Ian Pigott
Ian Pigott
Ian Pigott farms 690ha
(1700 acres) of owned,
rented, share-farmed and
contract-farmed land in
partnership with his father
from Thrales End,
Harpenden, Herts. Wheat,
oilseed rape, spring barley,
beans and peas are the main
crops on the flinty,
medium clay soils
DURING harvest my inquisitive young nephew came to the conclusion that if each grain of wheat was worth 0.1p farming would not be too bad.
If I had a penny for every slug in our crops now it would not be too bad either.
As expected wheat following oilseed rape was badly grazed but more surprisingly fields that grew oilseed rape two years ago also suffered. Thiodicarb at half to full rate is the current policy, with repeats where necessary. As one of my neighbours commented, running them over with the ATV might be as effective and a damn site cheaper.
We have applied Avadex (tri-allate) on fields with the most severe blackgrass, planning to follow that up with an ipu/trifluralin mix of 5 litres/ha and 2.3 litres/ha respectively or Hawk/Lexus (clodinafop-propargyl + trifluralin / flupyrsulfuron-methyl) at 2.5 litres and 20g/ha respectively.
The winter barley had Crystal (flufenacet + pendimethalin) at 4 litres/ha pre-emergence which we plan to follow with an ipu/trifluralin mix as soon as the land dries out. Light showers seem to be a thing of the past; 10-15mm is an "average shower" now and a set of Trelleborg tyres have been added to the wet weather gear to try to give us more windows for spraying.
This years shift to min-till establishment of oilseed rape has taught me a couple of lessons, the plough being replaced by Shakerator followed by light discs and drill, two passes with the discs then drill or simply broadcast seed by ATV.
Lesson one: chopped straw mops up available nitrogen so straw should have been removed and compound applied sooner. Lesson two: competition from volunteers is greater than with ploughing and Falcon (propaquizafop) should have gone on earlier. However, thanks to some kind weather I think we got away with it.

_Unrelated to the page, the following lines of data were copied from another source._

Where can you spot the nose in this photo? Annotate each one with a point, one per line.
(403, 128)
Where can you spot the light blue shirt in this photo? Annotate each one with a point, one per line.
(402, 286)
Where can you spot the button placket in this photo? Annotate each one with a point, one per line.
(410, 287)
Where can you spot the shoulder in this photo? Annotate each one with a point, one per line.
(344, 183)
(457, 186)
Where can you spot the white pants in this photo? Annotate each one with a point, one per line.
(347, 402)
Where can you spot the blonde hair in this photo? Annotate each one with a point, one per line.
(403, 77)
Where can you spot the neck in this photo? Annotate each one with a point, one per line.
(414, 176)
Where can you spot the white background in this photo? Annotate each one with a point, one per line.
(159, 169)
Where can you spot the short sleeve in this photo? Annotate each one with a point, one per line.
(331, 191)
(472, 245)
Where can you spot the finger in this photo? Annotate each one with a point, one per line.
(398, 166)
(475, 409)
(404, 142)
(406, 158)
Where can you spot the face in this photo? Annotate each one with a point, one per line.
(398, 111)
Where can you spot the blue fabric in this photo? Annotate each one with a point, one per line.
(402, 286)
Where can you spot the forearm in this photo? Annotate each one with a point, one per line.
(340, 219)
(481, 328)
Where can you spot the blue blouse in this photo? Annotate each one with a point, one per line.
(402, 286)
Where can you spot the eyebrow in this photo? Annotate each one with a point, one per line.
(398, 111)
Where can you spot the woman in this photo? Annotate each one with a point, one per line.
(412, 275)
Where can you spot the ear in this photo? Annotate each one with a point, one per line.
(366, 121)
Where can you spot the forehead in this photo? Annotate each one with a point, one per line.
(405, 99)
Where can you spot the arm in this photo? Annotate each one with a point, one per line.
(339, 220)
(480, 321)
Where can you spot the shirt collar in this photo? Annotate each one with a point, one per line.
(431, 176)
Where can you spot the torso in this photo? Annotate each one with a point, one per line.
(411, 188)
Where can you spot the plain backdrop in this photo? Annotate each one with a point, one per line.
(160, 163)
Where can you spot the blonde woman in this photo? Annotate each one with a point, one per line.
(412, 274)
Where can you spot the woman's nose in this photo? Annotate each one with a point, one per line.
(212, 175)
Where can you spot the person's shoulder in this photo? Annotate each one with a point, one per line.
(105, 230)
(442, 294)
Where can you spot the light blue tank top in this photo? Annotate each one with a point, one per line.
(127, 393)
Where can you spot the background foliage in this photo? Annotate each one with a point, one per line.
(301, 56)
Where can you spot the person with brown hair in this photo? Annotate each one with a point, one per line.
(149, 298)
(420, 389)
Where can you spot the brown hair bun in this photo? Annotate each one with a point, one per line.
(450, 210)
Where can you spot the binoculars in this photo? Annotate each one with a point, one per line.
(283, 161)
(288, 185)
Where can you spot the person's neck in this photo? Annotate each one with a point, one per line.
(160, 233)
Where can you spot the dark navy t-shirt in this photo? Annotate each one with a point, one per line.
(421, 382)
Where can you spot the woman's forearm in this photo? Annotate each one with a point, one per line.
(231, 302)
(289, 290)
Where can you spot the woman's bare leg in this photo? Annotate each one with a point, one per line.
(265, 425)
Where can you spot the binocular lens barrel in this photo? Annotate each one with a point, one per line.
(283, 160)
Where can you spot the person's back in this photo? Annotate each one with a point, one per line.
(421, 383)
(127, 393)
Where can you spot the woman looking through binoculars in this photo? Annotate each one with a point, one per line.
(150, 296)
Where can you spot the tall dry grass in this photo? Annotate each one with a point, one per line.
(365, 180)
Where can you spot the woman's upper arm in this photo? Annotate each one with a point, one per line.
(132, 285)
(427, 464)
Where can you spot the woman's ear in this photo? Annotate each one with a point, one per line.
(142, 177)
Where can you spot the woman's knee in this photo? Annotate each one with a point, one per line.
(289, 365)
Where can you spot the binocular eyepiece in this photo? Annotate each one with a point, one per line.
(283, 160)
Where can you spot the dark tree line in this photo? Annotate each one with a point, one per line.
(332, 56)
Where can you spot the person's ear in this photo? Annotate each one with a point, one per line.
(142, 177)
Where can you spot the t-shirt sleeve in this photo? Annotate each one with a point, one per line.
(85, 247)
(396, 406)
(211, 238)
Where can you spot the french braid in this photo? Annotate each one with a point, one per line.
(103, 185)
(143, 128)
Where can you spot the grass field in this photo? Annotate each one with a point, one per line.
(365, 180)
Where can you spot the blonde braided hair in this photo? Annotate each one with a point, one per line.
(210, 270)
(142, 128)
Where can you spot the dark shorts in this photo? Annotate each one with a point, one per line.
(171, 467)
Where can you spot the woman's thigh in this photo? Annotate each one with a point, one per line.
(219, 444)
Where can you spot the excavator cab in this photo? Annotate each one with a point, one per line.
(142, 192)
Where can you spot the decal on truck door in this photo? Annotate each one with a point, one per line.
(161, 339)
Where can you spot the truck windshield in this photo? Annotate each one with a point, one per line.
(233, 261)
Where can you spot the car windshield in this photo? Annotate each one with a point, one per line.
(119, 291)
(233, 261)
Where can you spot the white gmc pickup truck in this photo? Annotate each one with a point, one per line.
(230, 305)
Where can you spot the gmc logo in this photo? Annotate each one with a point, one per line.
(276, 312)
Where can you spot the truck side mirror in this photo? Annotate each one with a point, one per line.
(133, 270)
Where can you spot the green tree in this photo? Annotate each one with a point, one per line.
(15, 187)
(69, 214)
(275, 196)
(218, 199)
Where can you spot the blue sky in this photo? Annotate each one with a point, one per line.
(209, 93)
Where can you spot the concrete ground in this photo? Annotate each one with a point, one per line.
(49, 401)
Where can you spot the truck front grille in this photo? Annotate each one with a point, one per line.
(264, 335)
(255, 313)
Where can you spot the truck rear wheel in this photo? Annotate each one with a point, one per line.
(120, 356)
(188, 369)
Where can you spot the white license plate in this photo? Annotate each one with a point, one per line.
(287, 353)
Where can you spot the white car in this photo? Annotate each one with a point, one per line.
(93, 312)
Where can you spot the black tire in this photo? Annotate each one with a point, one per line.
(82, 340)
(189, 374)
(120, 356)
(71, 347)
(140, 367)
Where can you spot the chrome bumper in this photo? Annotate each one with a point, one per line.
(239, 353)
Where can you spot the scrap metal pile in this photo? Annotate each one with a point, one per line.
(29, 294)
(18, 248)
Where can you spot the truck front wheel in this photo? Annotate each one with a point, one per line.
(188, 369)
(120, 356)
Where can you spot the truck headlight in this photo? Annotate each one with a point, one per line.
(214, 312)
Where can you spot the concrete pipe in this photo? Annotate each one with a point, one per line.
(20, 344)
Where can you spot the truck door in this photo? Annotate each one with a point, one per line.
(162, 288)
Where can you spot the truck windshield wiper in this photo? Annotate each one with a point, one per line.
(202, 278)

Now we have only beans left to drill. But there is no time to relax yet. As last year showed, blackgrass is far easier to control now than with a fire brigade treatment in spring. *
Ian Pigott learnt a couple of lessons about min-till oilseed rape establishment this autumn, but thinks he has got away with it. Elsewhere slugs and blackgrass are proving costly to control.